Today is an important anniversary to remember. It’s not one to by any means celebrate, but neither is it one we can forget.
According to the Library of Congress, this “allowed the president to grant unsettled lands west of the Mississippi in exchange for Indian lands within existing state borders. A few tribes went peacefully, but many resisted the relocation policy. During the fall and winter of 1838 and 1839, the Cherokees were forcibly moved west by the United States government. Approximately 4,000 Cherokees died on this forced march, which became known as the ‘Trail of Tears.’”
From the U.S. Office of the Historian:
In his 1831 ruling on Cherokee Nation v. the State of Georgia, Chief Justice John Marshall declared that “the Indian territory is admitted to compose a part of the United States,” and affirmed that the tribes were “domestic dependent nations” and “their relation to the United States resembles that of a ward to his guardian.” However, the following year the Supreme Court reversed itself and ruled that Indian tribes were indeed sovereign and immune from Georgia laws. President Jackson nonetheless refused to heed the Court’s decision. He obtained the signature of a Cherokee chief agreeing to relocation in the Treaty of New Echota, which Congress ratified against the protests of Daniel Webster and Henry Clay in 1835. The Cherokee signing party represented only a faction of the Cherokee, and the majority followed Principal Chief John Ross in a desperate attempt to hold onto their land. This attempt faltered in 1838, when, under the guns of federal troops and Georgia state militia, the Cherokee tribe were forced to the dry plains across the Mississippi. The best evidence indicates that between three and four thousand out of the fifteen to sixteen thousand Cherokees died en route from the brutal conditions of the “Trail of Tears.”
When our government was established, it operated on a system of slavery and a burgeoning belief in “manifest destiny” as justification for genocide of indigenous people.
By 1830, our president was still a slaveowner, and he signed a bill that allowed him to sign treaties never intended to be kept even more freely than before.
Fast forward 183 years, and I can't help but ask what the government has done in that time to earn our trust. More than finding reason to believe in the possibility of tomorrow, I find I'm starting to lose hope.
An article published yesterday by The Intercept, for instance, reveals through public records requests and leaked emails that Energy Transfer Partners, the corporation building the Dakota Access Pipeline, hired a private mercenary firm to work directly with the FBI, BIA and various levels of federal, state and local law enforcement to conduct illegal surveillance and to treat peaceful #NoDAPL demonstrators in Standing Rock last year as “terrorists” and “rioters” on a “battlefield.”

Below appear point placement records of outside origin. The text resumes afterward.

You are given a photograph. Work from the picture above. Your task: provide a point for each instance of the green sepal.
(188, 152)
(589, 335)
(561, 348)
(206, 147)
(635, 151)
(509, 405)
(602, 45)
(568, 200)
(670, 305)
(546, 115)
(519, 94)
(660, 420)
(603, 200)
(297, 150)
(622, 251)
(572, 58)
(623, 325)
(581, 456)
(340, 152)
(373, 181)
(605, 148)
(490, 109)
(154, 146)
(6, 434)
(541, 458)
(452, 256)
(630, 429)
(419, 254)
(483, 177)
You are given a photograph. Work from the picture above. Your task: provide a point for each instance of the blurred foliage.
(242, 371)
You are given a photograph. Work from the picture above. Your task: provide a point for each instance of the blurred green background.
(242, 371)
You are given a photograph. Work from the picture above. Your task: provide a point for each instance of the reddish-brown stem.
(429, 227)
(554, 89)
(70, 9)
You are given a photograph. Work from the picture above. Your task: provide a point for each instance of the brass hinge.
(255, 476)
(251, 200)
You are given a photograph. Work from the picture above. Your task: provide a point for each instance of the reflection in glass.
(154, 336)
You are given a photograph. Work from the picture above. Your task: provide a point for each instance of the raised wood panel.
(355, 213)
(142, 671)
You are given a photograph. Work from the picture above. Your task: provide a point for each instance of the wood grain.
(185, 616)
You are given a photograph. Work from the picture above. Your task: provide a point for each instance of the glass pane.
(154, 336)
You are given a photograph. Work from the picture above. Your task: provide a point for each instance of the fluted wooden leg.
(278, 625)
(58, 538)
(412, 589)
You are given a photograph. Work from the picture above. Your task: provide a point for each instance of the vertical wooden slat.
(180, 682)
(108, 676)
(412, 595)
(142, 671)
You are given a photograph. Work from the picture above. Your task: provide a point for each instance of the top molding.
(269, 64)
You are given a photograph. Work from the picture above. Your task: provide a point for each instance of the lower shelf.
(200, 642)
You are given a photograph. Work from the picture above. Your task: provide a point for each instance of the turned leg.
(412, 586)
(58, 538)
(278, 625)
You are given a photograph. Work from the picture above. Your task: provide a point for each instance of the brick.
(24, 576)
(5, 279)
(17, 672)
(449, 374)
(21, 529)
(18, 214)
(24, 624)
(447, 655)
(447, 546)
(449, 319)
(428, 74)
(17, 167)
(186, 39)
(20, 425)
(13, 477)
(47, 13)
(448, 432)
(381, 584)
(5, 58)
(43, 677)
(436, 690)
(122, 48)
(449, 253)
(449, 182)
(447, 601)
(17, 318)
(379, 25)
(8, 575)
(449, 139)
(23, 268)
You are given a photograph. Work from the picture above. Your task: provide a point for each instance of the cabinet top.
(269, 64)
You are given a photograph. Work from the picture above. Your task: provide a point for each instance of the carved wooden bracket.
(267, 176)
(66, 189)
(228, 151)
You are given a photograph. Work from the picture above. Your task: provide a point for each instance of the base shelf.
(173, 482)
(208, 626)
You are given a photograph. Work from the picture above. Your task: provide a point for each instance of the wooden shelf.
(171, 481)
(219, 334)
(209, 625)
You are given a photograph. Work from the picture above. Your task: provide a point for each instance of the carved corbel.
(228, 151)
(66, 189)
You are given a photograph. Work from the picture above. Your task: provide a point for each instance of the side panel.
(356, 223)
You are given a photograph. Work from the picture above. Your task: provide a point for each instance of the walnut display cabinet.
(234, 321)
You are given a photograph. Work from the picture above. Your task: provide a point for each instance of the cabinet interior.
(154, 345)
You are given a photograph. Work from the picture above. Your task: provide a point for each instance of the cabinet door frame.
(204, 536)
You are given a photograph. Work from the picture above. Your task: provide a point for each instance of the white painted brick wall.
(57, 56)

I might be crazy. I’m aware of that. But in a conflict of interest between a for-profit corporation and an organically formed group of people (mostly U.S. citizens), the United States government acted with military force on behalf of the corporation. It's just one of many examples of this phenomenon. What does that mean?
It happened while Obama was in office, and it’s continued with Trump. It's neither a partisan issue nor a new one. What does that mean?
And what does it mean for our kids that we’re sending them to schools made mandatory by this same government? I know that’s a crazy-sounding question in the “normal” world, but it’s one I again can’t keep from asking.
And apparently I'm not the first to ask it, because it’s also one that Malcolm X may have already answered: “Only a fool would let his enemy educate his children.”
Our government has shown throughout history a perfect willingness to treat its own citizens like the enemy. Does that mean we’re fools for thinking we’ll ever find what we’re looking for in their schools?